None-the-less if feels as if there's something particularly interesting about that one. . .

4. Collocations

"You shall know a word by the company it keeps" (J. R. Firth)

One of the things we evidently know about our language is what words go with what

strong tea, not powerful tea
powerful enemies, not strong enemies
tall flagpole, not long flagpole
long railing, not tall railing

Choosing the right word from among a set of synonyms is a common problem for second-language learners

un froid vive is not (per Microsoft translate) a bright cold, but rather a piercing cold
Likewise универсальный магазин is not universal store but department store

Or consider the old (linguists') joke:

If a maternity dress is what a woman wears when she is pregnant, what is a paternity suit?

5. What measure to find collocations?

The name for an 'interesting' pair is collocation

How can we separate the interesting pairs from the dull ones?
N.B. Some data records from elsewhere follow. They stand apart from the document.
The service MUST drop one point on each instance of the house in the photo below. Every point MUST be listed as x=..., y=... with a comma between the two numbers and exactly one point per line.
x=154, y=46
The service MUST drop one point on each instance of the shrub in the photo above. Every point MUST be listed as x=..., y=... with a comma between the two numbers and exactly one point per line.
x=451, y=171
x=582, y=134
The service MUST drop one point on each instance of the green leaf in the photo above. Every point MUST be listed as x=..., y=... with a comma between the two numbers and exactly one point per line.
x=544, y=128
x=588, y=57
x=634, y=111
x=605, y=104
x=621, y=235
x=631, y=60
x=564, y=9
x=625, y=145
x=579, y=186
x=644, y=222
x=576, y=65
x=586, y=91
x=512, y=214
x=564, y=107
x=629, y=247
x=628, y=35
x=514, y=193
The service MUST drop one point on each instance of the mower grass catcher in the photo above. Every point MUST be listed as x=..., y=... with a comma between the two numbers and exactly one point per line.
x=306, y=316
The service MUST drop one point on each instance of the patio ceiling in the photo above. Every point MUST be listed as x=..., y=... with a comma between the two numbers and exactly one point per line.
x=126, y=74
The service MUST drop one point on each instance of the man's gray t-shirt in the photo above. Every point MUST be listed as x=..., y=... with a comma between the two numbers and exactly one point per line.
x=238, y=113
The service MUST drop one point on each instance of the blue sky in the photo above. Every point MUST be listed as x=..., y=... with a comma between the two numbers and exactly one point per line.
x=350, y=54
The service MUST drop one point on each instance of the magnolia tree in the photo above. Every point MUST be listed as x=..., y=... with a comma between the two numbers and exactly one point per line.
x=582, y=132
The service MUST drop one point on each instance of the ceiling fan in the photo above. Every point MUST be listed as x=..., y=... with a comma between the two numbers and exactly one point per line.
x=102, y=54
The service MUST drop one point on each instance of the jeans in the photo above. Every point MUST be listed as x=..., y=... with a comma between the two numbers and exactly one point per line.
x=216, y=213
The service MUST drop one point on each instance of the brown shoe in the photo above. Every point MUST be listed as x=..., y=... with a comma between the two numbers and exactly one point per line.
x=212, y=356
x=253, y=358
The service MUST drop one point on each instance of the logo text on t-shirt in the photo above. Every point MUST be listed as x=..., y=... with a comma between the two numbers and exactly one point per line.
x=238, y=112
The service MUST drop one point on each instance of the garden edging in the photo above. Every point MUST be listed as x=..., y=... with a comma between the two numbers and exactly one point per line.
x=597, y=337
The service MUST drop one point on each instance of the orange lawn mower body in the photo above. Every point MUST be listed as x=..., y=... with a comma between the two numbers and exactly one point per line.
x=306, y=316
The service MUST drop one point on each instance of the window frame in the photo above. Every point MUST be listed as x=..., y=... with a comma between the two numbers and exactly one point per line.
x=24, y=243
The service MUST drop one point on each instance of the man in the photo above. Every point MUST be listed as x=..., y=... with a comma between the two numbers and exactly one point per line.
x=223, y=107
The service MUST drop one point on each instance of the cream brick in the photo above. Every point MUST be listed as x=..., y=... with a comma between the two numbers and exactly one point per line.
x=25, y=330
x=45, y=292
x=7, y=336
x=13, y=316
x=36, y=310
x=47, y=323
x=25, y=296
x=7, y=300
We could try just throwing out the 'little words'

Typically called 'stop words', see e.g. corpus.stopwords.word('english') in NLTK
But that still isn't quite getting at what we want:
- sperm whale (182)
- white whale (106)
- moby dick (84)
- old man (81)
- captain ahab (62)
- right whale (57)
- mast head (49)
- mast heads (37)
- ye see (35)
- whale ship (34)

Some of these feel special (right whale, moby dick), but others (old man in particular) just seem ordinary

They are encoding transparent: we would expect their meaning to be formed from those words
They're not 'terms' in the sense of 'terminology'

6. Normalising by expection: mutual information

What we want is some way of factoring in frequency more generally

To take care of more than just some pre-determined list of stop words
and to downgrade old man and similar cases

Conditional and joint probability are the answer

Remember that if two events are independent, the conditional probability is the same as the unconditional
- P(Y|X) is just P(Y)
so the joint probability is just the product of the two event probabilities
- P(X,Y) is defined as P(X)P(Y|X)
- So if X and Y are independent, that's P(X)P(Y)
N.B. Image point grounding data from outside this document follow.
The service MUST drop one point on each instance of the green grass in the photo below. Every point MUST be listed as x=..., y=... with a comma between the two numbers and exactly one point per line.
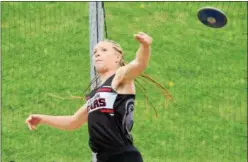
x=45, y=49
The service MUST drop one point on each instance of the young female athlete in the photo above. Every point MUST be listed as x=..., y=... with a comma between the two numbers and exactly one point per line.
x=109, y=107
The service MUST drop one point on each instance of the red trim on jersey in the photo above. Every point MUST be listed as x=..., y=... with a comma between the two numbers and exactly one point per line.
x=107, y=110
x=104, y=89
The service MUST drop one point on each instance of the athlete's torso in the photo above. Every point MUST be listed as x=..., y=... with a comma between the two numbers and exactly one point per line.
x=110, y=118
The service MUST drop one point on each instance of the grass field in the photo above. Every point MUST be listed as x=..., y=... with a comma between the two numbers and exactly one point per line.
x=45, y=49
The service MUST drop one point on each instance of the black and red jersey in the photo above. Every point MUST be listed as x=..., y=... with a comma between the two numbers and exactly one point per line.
x=110, y=118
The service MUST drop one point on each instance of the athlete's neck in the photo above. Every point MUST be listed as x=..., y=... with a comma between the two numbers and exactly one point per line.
x=106, y=75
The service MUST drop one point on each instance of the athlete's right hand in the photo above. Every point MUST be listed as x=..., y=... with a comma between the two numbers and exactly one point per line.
x=33, y=120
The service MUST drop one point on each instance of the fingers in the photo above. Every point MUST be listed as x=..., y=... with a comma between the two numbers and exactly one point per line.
x=29, y=123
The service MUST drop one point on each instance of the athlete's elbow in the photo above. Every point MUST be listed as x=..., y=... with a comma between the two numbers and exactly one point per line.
x=74, y=125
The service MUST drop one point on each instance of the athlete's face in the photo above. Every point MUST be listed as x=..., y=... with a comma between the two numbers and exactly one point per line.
x=105, y=57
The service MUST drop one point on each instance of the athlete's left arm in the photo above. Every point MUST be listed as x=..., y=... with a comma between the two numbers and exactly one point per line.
x=139, y=64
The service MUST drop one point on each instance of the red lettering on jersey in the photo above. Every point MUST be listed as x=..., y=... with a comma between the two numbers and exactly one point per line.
x=102, y=102
x=96, y=104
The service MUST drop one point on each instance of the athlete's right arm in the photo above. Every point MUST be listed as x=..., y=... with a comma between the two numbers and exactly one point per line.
x=60, y=122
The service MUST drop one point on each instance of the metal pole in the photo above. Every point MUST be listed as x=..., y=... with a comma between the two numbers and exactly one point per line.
x=96, y=27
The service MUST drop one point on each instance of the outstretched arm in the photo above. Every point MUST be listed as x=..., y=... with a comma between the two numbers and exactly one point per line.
x=139, y=64
x=60, y=122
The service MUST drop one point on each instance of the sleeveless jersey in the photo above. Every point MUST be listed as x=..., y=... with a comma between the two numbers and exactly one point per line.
x=110, y=118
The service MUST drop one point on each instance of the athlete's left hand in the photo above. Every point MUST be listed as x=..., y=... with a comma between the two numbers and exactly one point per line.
x=143, y=38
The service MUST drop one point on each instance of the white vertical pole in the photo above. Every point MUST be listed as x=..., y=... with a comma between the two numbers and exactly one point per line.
x=96, y=27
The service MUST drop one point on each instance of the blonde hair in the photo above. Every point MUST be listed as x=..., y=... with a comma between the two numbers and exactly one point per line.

One way of getting at our intuition might be to say we're looking for cases where the two probabilities are not independent

Now the bigram frequency gives us an MLE of the joint probability directly

So the ratio of that probability, to what it would be if they were independent, would be illuminating:

Pointwise mutual information $\log_{2} (\frac{P (X, Y)}{P (X) P (Y)})$

Terminology note: Strictly speaking we should distinguish between pointwise mutual information and mutual information as such. The latter is a measure over distributions, as opposed to individuals.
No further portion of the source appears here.